My partner and I are considering moving to France in the next few years. I work remotely and my income is enough to support us. My partner would want to work locally.
Is there a visa option that would allow him to seek employment in France?


----------



## Bevdeforges

Not really. If you will be working from France, then you will be considered to be working IN France and thus subject to all the usual labor and tax laws. If he is your "partner" and not a spouse or PACS partner, then he will have to qualify for his own visa - which, unless he fancies establishing a business or is qualified for a very well paid, high-tech kind of job, is going to be nearly impossible to get unless he can find a job with employer sponsorship up front.


----------



## DPhill

Bevdeforges said:


> Not really. If you will be working from France, then you will be considered to be working IN France and thus subject to all the usual labor and tax laws. If he is your "partner" and not a spouse or PACS partner, then he will have to qualify for his own visa - which, unless he fancies establishing a business or is qualified for a very well paid, high-tech kind of job, is going to be nearly impossible to get unless he can find a job with employer sponsorship up front.


Thank you. That is helpful information. If I understand correctly, we would need to be married in order to use my income for both of us on the visa application. If we were married with a long term residence visa, would he be eligible to find a job in France? The money would not be an issue, but he would want to do something.


----------



## Bevdeforges

If you were married, you would still need a visa that would allow you to work in France. Normally that is either a work visa (with the work authorization obtained by your employer in France) or some sort of entrepreneurial visa (most often something like a passeport talent - where you are establishing an innovative business in France, with a business plan, etc.). 

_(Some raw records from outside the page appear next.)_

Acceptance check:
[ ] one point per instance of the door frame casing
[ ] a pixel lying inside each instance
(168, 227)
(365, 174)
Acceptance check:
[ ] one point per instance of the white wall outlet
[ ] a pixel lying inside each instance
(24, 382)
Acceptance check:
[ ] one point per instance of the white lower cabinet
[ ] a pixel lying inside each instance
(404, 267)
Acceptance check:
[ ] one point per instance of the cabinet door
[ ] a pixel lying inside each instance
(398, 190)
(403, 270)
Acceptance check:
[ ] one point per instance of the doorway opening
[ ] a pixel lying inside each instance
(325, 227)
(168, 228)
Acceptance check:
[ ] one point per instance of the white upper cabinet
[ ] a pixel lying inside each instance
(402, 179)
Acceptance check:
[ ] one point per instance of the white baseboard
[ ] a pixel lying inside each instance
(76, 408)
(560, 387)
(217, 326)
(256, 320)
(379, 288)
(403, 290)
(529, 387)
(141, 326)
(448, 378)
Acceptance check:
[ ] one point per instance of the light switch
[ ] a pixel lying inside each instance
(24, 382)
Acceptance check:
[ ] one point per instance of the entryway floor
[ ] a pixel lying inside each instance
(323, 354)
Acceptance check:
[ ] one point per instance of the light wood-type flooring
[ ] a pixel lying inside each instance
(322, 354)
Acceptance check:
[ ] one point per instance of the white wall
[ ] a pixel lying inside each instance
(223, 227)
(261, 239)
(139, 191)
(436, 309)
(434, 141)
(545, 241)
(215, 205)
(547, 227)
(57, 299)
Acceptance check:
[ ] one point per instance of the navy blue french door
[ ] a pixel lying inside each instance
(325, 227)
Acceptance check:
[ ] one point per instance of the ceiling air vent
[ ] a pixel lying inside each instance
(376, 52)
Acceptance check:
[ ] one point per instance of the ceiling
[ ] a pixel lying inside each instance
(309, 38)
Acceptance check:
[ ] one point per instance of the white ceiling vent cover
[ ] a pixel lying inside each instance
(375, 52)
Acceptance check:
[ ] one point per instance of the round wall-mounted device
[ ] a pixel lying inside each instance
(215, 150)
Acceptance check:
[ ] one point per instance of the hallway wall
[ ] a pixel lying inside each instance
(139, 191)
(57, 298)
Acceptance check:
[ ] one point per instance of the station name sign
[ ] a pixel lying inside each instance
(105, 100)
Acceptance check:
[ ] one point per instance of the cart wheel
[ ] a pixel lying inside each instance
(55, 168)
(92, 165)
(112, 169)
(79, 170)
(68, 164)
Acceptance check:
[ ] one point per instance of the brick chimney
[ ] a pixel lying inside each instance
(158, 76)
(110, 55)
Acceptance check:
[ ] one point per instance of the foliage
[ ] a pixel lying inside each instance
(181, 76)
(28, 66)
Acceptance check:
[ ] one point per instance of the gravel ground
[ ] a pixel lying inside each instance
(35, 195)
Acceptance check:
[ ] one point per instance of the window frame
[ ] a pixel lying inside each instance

As your spouse, your partner could get a "vie privée et familiale" visa which would allow him to look for work. Subject, of course, to all the rules and regulations of the job market here. It's not just a matter of having income to cover your household. You would need to have some sort of right to work - complete with the obligatory registrations in the tax and social insurance system here in France.


----------



## DPhill

Thank you very much. This is all very helpful.


----------